Let’s see a more realistic example where we validate sales data segmented by both region and product type:
import pandas as pd
import numpy as np
# Create a sample sales dataset
np.random.seed(123)
# Create a simple sales dataset
sales_data = pd.DataFrame({
"region": np.random.choice(["North", "South", "East", "West"], 100),
"product_type": np.random.choice(["Electronics", "Clothing", "Food"], 100),
"units_sold": np.random.randint(5, 100, 100),
"revenue": np.random.uniform(100, 10000, 100),
"cost": np.random.uniform(50, 5000, 100)
})
# Calculate profit
sales_data["profit"] = sales_data["revenue"] - sales_data["cost"]
sales_data["profit_margin"] = sales_data["profit"] / sales_data["revenue"]
# Preview the dataset
pb.preview(sales_data)
PandasRows100Columns7 |
|||||||
region object |
product_type object |
units_sold int64 |
revenue float64 |
cost float64 |
profit float64 |
profit_margin float64 |
|
---|---|---|---|---|---|---|---|
1 | East | Clothing | 55 | 8428.654356103547 | 1363.5197435071943 | 7065.134612596353 | 0.8382280627607168 |
2 | South | Electronics | 7 | 6589.7066024003025 | 3824.069456121553 | 2765.6371462787497 | 0.41969048292246663 |
3 | East | Food | 23 | 4680.5819759229435 | 4122.545156369359 | 558.0368195535848 | 0.11922381071929586 |
4 | East | Clothing | 51 | 5693.611988153584 | 1797.3122335569797 | 3896.2997545966045 | 0.6843282897927435 |
5 | North | Clothing | 50 | 4296.763518753258 | 4872.448283639371 | -575.684764886113 | -0.13398102138354426 |
96 | West | Clothing | 85 | 6551.261354681658 | 936.7119894981438 | 5614.549365183515 | 0.8570180704470368 |
97 | South | Electronics | 29 | 9543.579639173184 | 2779.779531480257 | 6763.800107692927 | 0.7087277901396456 |
98 | East | Food | 20 | 4822.302251263769 | 2833.48720726181 | 1988.815044001959 | 0.41242023837903463 |
99 | North | Clothing | 54 | 8801.046116310079 | 2185.8559620190636 | 6615.1901542910155 | 0.7516368016788095 |
100 | North | Clothing | 85 | 7942.857049695305 | 1834.7969383843642 | 6108.060111310941 | 0.7690003827458094 |
Now, let’s validate that profit margins are above 20% across different regions and product types:
validation_5 = (
pb.Validate(
data=sales_data,
tbl_name="sales_data",
label="Sales data validation by region and product"
)
.col_vals_gt(
columns="profit_margin",
value=0.2,
segments=["region", "product_type"],
brief="Profit margin > 20% check"
)
.interrogate()
)
validation_5
This validation gives us a detailed breakdown of profit margin performance across the different regions and product types, making it easy to identify areas that need attention.
Effective data segmentation requires thoughtful planning about how to divide your data in ways that make sense for your validation needs.
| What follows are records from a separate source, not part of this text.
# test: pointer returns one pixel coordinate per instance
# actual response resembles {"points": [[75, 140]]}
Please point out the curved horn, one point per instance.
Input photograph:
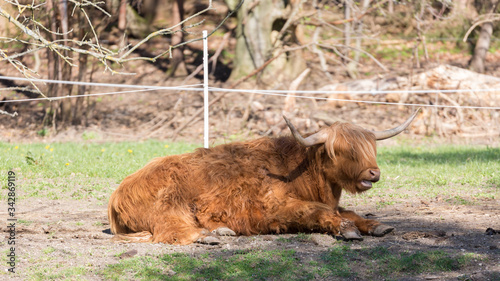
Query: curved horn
{"points": [[317, 138], [382, 135]]}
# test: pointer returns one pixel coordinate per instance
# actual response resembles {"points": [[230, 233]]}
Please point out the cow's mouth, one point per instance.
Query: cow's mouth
{"points": [[366, 184]]}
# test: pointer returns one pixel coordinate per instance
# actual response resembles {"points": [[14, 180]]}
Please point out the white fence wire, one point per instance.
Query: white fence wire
{"points": [[280, 93]]}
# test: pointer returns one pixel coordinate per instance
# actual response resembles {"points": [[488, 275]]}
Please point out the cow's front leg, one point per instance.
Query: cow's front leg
{"points": [[366, 226]]}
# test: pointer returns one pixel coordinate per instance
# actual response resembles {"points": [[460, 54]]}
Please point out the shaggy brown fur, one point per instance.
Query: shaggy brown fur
{"points": [[267, 185]]}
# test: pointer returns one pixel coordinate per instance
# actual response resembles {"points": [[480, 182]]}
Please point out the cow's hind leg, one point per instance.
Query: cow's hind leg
{"points": [[366, 226], [173, 219], [298, 215]]}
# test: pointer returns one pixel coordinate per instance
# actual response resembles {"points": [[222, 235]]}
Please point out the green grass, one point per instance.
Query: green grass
{"points": [[77, 170], [460, 175], [238, 265], [340, 261]]}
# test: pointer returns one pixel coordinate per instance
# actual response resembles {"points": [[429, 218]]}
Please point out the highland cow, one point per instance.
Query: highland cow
{"points": [[263, 186]]}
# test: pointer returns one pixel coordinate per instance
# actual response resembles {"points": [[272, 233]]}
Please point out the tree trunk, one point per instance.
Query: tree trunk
{"points": [[347, 29], [481, 48], [259, 23], [65, 75], [177, 66], [483, 42]]}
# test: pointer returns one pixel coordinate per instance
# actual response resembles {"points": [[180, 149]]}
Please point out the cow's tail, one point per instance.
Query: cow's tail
{"points": [[120, 230], [138, 237]]}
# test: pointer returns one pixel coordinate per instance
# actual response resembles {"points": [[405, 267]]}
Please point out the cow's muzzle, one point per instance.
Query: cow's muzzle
{"points": [[370, 176]]}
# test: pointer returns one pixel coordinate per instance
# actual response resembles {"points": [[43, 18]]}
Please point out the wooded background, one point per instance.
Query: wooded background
{"points": [[273, 44]]}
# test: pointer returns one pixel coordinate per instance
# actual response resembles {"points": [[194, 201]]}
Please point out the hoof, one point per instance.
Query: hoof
{"points": [[352, 235], [209, 240], [223, 231], [381, 230]]}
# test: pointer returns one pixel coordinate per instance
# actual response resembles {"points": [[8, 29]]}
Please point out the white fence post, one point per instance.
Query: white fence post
{"points": [[205, 88]]}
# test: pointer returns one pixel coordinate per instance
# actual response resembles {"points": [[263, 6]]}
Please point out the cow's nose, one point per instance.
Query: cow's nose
{"points": [[375, 175]]}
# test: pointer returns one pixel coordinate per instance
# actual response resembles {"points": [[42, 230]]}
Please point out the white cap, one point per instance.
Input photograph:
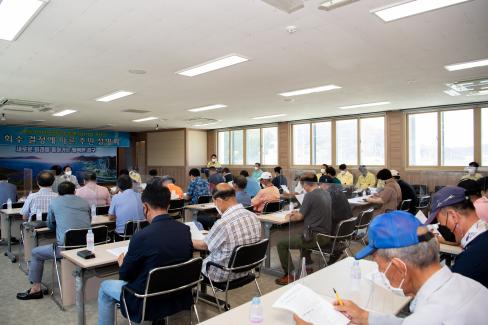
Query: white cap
{"points": [[266, 175]]}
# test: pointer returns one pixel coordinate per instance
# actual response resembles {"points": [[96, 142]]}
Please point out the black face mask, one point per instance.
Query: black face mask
{"points": [[446, 233]]}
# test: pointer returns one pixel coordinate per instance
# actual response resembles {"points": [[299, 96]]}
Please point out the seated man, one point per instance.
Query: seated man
{"points": [[197, 186], [480, 202], [458, 222], [252, 187], [164, 242], [268, 193], [39, 201], [240, 183], [175, 190], [316, 213], [390, 196], [126, 205], [92, 193], [236, 227], [408, 259], [366, 179], [65, 212], [7, 190]]}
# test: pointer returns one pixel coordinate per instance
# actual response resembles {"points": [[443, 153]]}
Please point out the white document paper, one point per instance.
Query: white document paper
{"points": [[310, 307], [421, 217], [299, 198], [119, 250], [196, 234]]}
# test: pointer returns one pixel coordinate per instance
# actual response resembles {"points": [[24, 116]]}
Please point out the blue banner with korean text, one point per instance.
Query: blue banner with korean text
{"points": [[29, 139]]}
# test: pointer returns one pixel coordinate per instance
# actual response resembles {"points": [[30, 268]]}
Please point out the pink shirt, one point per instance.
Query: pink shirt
{"points": [[481, 206], [94, 194], [267, 194]]}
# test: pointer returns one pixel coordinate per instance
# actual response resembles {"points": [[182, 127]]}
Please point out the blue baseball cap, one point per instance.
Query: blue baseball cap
{"points": [[446, 196], [392, 230]]}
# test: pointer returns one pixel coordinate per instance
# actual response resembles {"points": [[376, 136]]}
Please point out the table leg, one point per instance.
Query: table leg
{"points": [[79, 275]]}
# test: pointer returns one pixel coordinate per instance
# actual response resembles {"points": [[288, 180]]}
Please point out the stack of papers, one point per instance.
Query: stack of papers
{"points": [[310, 307]]}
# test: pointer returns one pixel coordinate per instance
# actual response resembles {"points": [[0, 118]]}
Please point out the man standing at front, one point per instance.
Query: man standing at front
{"points": [[316, 213]]}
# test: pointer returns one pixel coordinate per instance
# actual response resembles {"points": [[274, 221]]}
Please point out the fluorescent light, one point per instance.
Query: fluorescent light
{"points": [[145, 119], [207, 108], [216, 64], [15, 15], [115, 95], [65, 112], [365, 105], [452, 92], [267, 116], [410, 8], [309, 90], [466, 65]]}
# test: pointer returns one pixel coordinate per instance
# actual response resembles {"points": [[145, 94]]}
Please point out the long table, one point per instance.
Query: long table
{"points": [[7, 215], [371, 297]]}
When implementing segmentation in your data validation workflow, consider these key principles:
Choose meaningful segments: select segmentation columns that align with your business logic and organizational structure
Use preprocessing when needed: if your raw data doesn’t have good segmentation columns, create them through preprocessing (with the pre=
argument)
Combine with actions: for critical segments, define segment-specific actions using the actions=
parameter to respond to validation failures.
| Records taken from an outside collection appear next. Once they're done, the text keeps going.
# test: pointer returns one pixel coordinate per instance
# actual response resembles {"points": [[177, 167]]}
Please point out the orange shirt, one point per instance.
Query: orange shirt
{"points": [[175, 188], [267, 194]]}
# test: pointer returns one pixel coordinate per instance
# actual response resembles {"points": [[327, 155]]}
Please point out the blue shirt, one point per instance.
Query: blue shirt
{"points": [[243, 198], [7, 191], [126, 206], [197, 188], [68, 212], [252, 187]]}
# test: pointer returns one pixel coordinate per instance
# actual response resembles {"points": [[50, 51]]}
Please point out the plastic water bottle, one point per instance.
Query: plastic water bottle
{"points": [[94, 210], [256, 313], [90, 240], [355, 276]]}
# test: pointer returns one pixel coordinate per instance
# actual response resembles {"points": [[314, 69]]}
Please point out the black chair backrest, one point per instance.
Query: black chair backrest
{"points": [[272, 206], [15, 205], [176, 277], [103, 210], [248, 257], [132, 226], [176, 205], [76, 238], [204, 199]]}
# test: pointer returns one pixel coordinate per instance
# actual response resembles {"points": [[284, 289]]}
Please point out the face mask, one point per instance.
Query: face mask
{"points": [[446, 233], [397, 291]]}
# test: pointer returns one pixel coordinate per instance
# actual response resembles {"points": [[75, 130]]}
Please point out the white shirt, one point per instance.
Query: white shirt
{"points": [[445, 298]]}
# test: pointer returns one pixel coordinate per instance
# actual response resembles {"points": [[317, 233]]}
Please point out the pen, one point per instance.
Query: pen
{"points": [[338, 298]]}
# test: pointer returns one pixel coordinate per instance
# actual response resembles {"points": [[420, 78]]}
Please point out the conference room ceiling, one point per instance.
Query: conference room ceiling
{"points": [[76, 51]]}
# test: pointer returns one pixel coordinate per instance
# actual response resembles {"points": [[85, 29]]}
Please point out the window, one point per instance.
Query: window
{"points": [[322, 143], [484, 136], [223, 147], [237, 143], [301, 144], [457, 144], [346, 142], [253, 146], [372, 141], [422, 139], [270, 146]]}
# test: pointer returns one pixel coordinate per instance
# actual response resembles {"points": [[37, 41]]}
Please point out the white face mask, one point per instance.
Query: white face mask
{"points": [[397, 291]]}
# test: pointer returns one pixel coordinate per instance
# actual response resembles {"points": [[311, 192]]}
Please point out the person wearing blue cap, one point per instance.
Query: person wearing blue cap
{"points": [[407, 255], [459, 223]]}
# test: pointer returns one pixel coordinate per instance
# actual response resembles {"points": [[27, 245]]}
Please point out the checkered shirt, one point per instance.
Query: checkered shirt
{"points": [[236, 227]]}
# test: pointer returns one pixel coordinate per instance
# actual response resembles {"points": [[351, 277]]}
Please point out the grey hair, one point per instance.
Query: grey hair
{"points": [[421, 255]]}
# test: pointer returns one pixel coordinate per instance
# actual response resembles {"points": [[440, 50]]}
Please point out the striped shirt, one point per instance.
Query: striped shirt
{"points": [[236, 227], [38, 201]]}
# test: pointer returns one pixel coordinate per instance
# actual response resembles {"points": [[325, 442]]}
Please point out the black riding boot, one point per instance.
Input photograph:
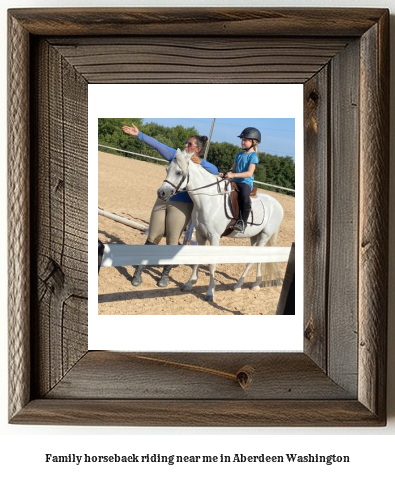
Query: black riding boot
{"points": [[136, 279], [164, 280]]}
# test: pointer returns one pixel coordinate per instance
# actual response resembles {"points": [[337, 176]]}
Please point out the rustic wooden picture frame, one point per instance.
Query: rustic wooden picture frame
{"points": [[342, 58]]}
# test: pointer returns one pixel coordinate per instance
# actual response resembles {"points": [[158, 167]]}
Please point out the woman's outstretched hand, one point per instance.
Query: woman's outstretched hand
{"points": [[132, 130]]}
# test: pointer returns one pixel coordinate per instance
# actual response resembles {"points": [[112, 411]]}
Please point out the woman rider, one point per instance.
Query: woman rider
{"points": [[173, 215]]}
By implementing these best practices, you’ll create more targeted, maintainable, and actionable data validations. Segmentation becomes most powerful when it aligns with natural divisions in your data and analytical processes, allowing for more precise identification of quality issues while maintaining a unified validation framework.
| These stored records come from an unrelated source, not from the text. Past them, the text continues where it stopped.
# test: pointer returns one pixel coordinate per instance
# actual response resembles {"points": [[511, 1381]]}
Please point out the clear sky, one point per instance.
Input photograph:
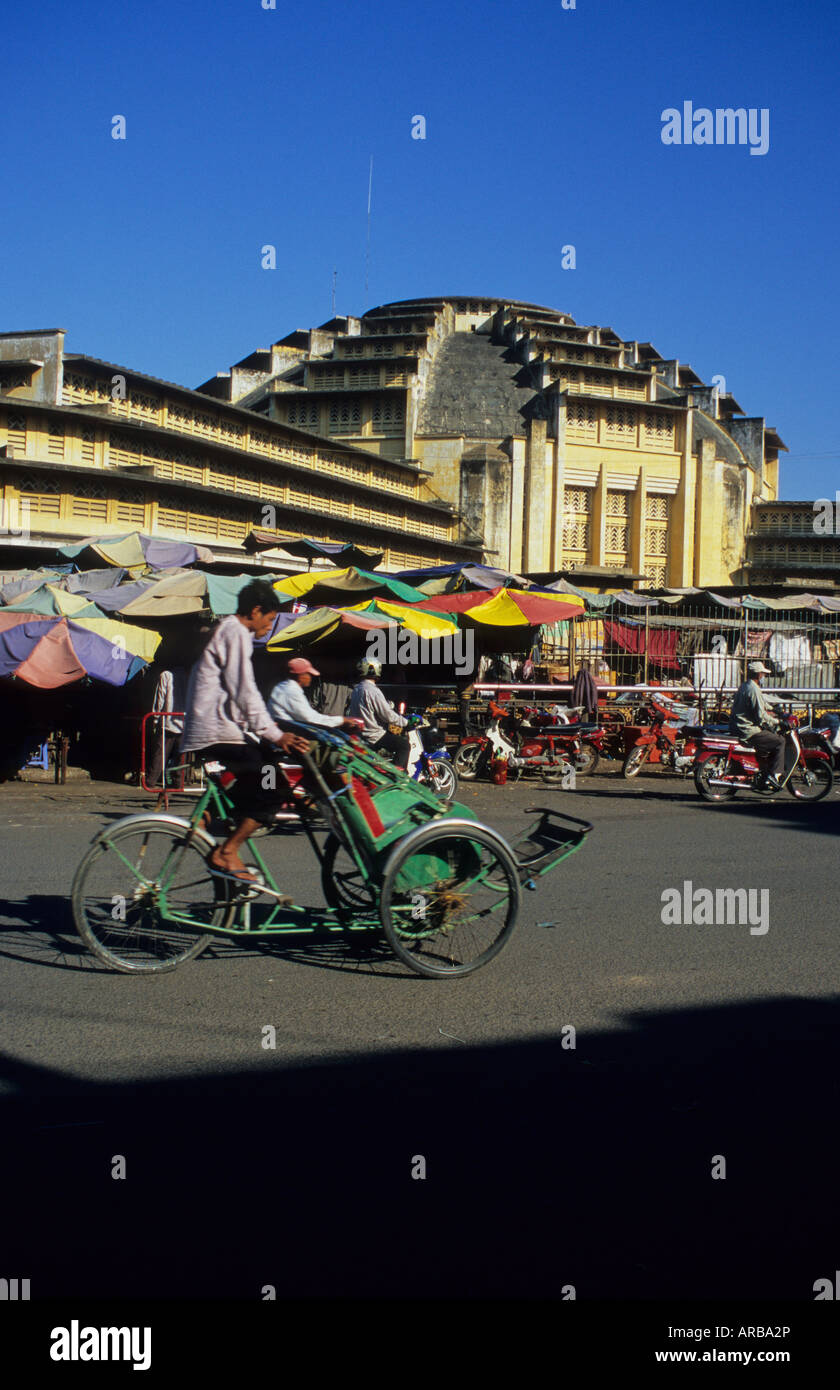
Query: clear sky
{"points": [[249, 127]]}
Data segmentation can make your validations more targeted and informative. By dividing your data into meaningful segments, you can identify quality issues with greater precision, apply appropriate validation standards to different parts of your data, and generate more actionable reports.
The segments=
parameter transforms validation from a monolithic process into a granular assessment of data quality across various dimensions of your dataset. Whether you’re dealing with regional differences, product categories, time periods, or any other meaningful divisions in your data, segmentation makes it possible to validate each portion according to its specific requirements while maintaining the simplicity of a unified validation framework.